Cada día nos alejamos más de aquellos días del confinamiento que ahora me parece que fue algo muy lejano y sin embargo esta ahí, muy cercano, debe ser que nuestra mente nos aleja de lo malo para protegernos, menos mal por otra parte; ya he comentado varias veces que no se me hizo muy penoso ni aburrido, gracias está claro a que con la persona que compartí este confinamiento ha sido lo mejor, con una actitud colaboradora, participativa, intuitiva, pero sobre todo amena. También es verdad que nos conocemos muy bien pues son mil años juntos y es bastante fácil saber de antemano lo que piensa el otro, en mi caso mi "santo" ha sido perfecto para estos días extraños y preocupantes en este encierro forzado por esta amenaza, uno de nuestros códigos, los que nos impusimos desde el primer día eran pocos, pero que los llevamos a rajatabla como por ejemplo: nunca en chandal o pijamas, seguir metódicamente el horario de comidas y trabajo, hacer la limpieza y orden siempre a medias o por lo menos intentarlo...ja, ja, ja, yo reconozco que soy muy rápida, más que nada por mi experiencia y a veces me daba pena y hacía yo algo más, pero por lo menos se intentaba ya que no teníamos más remedio que hacer las cosas de la casa nosotros mismos. Pues bien, en esos días cociné como lo hago habitualmente, lo normal, sin grandes alaracas ni grandes comilonas, por cierto increíblemente yo adelgacé por cuidarme tanto, me daba horror salir de este confinamiento gorda como mi Bimba...ja, ja, ja. Entre las decenas de platos que hice fue este sencillo pollo teriyaki con arroz basmati y que esta receta sirve tanto para este pollo como para ternera o cerdo que también queda buenísimo.
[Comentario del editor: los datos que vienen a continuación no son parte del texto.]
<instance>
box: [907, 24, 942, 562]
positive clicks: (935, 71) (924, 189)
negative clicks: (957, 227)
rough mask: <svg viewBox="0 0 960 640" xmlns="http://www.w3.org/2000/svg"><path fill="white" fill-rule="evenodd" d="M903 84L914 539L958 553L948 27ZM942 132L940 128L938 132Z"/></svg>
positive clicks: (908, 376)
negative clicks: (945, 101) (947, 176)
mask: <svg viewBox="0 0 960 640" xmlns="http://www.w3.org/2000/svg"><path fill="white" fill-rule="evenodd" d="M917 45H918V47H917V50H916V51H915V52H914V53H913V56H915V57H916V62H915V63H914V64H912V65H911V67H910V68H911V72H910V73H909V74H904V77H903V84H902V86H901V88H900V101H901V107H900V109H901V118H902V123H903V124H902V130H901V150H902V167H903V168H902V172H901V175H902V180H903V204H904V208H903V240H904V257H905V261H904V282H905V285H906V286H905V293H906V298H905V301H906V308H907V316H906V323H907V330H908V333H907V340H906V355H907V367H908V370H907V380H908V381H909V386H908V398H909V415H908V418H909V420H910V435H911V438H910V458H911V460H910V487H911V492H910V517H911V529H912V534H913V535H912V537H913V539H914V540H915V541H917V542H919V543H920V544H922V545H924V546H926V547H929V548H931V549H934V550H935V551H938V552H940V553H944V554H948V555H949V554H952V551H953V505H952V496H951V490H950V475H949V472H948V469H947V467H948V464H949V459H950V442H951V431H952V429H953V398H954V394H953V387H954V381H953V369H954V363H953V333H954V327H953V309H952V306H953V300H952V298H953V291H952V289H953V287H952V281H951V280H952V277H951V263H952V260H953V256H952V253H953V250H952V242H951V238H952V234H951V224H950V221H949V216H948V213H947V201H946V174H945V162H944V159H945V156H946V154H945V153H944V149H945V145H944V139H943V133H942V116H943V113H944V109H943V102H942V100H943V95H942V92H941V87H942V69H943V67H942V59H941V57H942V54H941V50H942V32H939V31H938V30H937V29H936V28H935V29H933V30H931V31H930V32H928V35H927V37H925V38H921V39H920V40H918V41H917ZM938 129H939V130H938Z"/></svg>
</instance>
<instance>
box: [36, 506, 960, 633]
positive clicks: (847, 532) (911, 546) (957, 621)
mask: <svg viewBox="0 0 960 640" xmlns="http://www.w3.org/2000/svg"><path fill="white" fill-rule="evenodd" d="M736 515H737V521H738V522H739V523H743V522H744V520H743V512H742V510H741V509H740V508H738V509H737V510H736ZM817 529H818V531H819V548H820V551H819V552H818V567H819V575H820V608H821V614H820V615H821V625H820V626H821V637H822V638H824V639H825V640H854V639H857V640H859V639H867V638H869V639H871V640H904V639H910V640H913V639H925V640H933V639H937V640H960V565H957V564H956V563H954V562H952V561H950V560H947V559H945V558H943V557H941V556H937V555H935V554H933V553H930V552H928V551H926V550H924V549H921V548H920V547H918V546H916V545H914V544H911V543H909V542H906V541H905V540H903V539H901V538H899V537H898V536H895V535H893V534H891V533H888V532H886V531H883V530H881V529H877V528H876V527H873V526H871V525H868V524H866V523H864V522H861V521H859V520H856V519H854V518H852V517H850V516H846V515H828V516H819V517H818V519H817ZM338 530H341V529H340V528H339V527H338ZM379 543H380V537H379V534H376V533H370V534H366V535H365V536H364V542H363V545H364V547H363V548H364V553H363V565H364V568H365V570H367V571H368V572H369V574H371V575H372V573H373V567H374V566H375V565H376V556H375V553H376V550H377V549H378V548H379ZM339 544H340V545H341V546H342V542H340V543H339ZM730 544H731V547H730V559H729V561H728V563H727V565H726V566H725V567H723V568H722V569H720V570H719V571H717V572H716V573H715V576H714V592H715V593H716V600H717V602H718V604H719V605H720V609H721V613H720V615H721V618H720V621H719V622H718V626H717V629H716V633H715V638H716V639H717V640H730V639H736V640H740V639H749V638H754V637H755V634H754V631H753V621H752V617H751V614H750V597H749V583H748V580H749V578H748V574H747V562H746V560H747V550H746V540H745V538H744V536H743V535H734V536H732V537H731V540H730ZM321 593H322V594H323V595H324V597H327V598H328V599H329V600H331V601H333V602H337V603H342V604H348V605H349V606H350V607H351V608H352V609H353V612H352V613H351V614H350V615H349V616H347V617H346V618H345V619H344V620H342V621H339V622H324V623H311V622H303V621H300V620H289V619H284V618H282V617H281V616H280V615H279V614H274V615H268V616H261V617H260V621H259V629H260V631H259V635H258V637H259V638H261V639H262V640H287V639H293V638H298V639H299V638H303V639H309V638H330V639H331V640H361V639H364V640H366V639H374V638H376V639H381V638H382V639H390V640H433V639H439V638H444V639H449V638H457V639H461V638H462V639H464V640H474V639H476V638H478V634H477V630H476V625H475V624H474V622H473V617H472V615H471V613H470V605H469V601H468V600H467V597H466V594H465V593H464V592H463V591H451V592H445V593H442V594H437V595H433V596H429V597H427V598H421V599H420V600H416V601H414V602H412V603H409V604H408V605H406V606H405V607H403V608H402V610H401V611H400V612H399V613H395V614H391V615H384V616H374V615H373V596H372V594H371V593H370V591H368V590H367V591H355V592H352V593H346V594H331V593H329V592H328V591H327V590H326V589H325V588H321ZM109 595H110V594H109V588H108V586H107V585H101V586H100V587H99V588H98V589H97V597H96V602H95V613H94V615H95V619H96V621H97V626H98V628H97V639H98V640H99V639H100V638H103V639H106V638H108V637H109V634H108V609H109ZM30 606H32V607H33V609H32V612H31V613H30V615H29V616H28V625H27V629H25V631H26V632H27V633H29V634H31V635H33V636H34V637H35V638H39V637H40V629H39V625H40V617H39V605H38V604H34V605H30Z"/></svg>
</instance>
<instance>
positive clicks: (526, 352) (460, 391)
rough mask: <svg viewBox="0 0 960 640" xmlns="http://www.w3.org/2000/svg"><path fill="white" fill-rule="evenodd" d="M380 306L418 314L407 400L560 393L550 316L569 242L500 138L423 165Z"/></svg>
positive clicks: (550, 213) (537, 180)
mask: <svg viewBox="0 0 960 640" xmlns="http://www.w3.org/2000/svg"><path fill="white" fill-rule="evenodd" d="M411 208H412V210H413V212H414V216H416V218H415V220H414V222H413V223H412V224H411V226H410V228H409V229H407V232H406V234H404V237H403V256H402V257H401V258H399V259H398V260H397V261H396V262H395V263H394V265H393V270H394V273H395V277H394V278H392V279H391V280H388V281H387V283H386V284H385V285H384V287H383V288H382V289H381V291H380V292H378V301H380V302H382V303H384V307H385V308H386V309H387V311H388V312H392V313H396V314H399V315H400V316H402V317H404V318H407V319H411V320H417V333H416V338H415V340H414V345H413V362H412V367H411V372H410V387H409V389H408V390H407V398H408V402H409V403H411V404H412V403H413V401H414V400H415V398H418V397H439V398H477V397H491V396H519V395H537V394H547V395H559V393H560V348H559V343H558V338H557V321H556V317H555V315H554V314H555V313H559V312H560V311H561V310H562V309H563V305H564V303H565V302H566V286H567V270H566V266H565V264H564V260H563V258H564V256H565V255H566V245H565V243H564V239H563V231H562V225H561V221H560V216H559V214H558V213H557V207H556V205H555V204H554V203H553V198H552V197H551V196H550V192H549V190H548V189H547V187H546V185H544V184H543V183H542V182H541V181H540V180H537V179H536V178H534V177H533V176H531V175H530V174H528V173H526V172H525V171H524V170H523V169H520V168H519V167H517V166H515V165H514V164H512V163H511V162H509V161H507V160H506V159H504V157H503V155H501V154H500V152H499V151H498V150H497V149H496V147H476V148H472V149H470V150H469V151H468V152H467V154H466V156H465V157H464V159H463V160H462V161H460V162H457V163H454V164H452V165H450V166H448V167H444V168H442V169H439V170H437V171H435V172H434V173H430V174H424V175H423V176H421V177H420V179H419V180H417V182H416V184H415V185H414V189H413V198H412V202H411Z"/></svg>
Bueno no me enrollo más y os cuento esta sencilla receta que además es para novatos, que ya sabéis lo que me gusta que estos que dicen ser incapaces de cocinar de repente te sorprendan y hagan un plato de una de las recetas que escribes que te dejan loca, más loca quiero decir...



Ingredientes
1 Pechuga entera de pollo deshuesada
2 Zanahorias
3 o 4 Pimientos verdes de los pequeños italianos
1 Diente de ajo
1 Guindilla (opcional)
2 cucharadas de Aceite de oliva o de girasol
5 Cucharadas de salsa soja
Semillas de sésamo
Piel de lima o limón
(para ponerle por encima al arroz de forma opcional)
Preparación
- Se limpia la pechuga y se corta en tiras.
- En un wok o sartén se pone el aceite y se dora el pollo.
- Se retira a un plato hondo o fuente y se echa en ese mismo aceite las zanahorias y los pimientos verdes con el diente de ajo.
- Se deja pochar la verdura.
- Añadimos otra vez el pollo ya dorado y se tapa para que el pollo se termine de hacer con la verdura.
- Si se va a utilizar guindilla, este es el momento de ponerla cortada en aros.
- Añadimos las cucharadas de salsa soja y lo dejamos que se espese un poco dando unas vueltas.
- Mientras hacemos en una olla pequeña el arroz y en mi caso utilicé un arroz basmati indio que lo acompañaba muy bien. Seguid las instrucciones del fabricante.
- Cuando ya tengáis listo el arroz se pone en un cuenco grande o bandeja y solo queda ya rallar un poco la piel de una de media lima o de limón por encima.
- Servimos el pollo y por encima le añadimos un poco de las semillas de sésamo.
Nada más. Listo y sin complicación ninguna, vamos, este plato siempre queda bien pues es muy muy difícil que nos quede mal a no ser que nos llamen por teléfono y entonces ya estamos apañados, lo comento porque a veces me ha pasado, pocas veces pero todavía me acuerdo.
Sed felices y probad hacer cosas sana y ricas.